Having time to focus on adapting to a new car can be hard in Formula 1 given there are so many different run plans in practice sessions, and then tyre degradation makes such a difference in the race. Drivers don’t always get a clear shot at focusing on what they need to make the car work for them, especially with limited testing this year.
Ricciardo’s situation looks worse because of how well Lando is doing, but even that is deceptive. It was Ricciardo in front in two of the three qualifying sessions – albeit not by much in Bahrain and only after Norris lost a great lap to track limits at Imola. And though the fact Ricciardo’s not confident in the car at the moment is clear to see, he turned a really torrid qualifying in Portugal into a decent race result. Even in a difficult moment, he’s not slow.
Daniel probably expected to be in a similar position to his team-mate in the championship right now, wherever that turned out to be, rather than already 21 points and four places behind Norris’s amazing third in the standings.
But Ricciardo would have learned a lot from his experiences at Red Bull, as he did have some tough times there – both when the car wasn’t as competitive and when Max Verstappen suddenly arrived and won on his debut for the team. So his head won’t go down, I’m sure he will crack on and work even harder. We can’t write him off. I even read people saying he’s ‘past it’. There’s no way that’s the case.

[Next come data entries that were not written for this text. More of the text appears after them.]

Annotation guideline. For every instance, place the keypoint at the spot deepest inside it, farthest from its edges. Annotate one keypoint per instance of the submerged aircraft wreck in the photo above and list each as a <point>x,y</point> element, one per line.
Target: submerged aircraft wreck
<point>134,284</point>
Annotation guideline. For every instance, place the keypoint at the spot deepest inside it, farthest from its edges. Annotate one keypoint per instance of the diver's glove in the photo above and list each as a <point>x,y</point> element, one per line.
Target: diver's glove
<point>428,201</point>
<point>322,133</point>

I’m actually buzzing about this fight. Ricciardo has this reputation as an overtaker, and Lando has pulled off some great moves recently. I’m certain it won’t be long before they’re both battling in the top six and that is such an exciting prospect. They’ll see each other as a threat but also have huge mutual respect.
The other intra-team battle where a surprise driver is starring is at Alpine.

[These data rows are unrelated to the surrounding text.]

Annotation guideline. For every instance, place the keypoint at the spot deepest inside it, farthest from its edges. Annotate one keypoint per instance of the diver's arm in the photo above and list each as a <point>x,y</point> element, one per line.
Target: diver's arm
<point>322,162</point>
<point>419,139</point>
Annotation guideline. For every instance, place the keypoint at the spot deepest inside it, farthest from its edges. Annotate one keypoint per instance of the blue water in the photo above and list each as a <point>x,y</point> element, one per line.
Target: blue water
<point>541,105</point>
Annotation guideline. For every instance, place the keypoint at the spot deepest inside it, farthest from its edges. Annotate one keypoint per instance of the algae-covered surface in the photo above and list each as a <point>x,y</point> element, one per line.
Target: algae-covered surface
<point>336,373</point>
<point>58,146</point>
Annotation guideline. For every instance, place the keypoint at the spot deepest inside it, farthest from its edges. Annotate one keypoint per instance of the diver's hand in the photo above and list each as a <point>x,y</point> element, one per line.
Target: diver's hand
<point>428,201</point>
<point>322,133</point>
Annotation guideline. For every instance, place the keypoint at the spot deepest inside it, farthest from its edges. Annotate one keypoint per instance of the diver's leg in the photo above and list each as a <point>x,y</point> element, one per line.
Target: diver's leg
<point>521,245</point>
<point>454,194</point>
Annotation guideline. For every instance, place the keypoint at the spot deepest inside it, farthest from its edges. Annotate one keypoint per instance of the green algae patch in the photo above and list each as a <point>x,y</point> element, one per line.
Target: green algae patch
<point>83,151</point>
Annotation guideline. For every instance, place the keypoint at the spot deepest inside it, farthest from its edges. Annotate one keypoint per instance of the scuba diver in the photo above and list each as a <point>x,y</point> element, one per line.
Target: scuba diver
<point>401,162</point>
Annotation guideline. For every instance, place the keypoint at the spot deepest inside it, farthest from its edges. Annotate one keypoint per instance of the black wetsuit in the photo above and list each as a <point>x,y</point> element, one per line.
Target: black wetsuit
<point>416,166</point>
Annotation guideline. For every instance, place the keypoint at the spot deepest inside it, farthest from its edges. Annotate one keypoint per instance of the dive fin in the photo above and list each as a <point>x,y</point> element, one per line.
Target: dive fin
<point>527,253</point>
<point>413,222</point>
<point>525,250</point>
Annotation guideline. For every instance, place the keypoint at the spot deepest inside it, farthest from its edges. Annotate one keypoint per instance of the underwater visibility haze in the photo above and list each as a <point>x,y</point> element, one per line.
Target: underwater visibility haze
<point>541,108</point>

You have to give a shout-out to Esteban Ocon for doing a great job. He’s outqualified Fernando Alonso at the last two races and got into Q3 both times – in Portugal, he was sixth and under seven-tenths of a second from pole.
So many people were predicting was really going to struggle against Alonso and he’d need to pull his finger out – well if he did need to, he certainly has. He’s doing an excellent job.
We need to give Alonso time, though. If returning to F1 really was like jumping back on a bike, Alonso would have floated straight back in and up to the top.
But a lot changes in Formula 1 in a short space of time, in terms of aero, the tyres, the nature of updates. Alonso will still be a little bit rusty and he will have a lot to adapt to after two years out. That’s a long time in F1 terms.
I really didn’t expect him to be finding his best form straight away. And he’s been quick to admit that he’s not firing on all cylinders in terms of driving an F1 car again – and adapting to this F1 car in particular – yet. It’s nice to hear a driver say that and be honest, and he deserves respect for admitting that there’s an area where he’s personally not 100% rather than looking for excuses or blaming the car.
Ocon will take confidence from this. He was under pressure, and even if he doesn’t read all the press he was certainly being asked a lot of questions about taking on a team-mate like Alonso.
Some drivers would put pressure on themselves in the wrong way knowing someone like Alonso was coming into their team. Ocon has not done that, he’s dealt with it in the correct way, and it’s him that’s showing what the Alpine can do at the moment.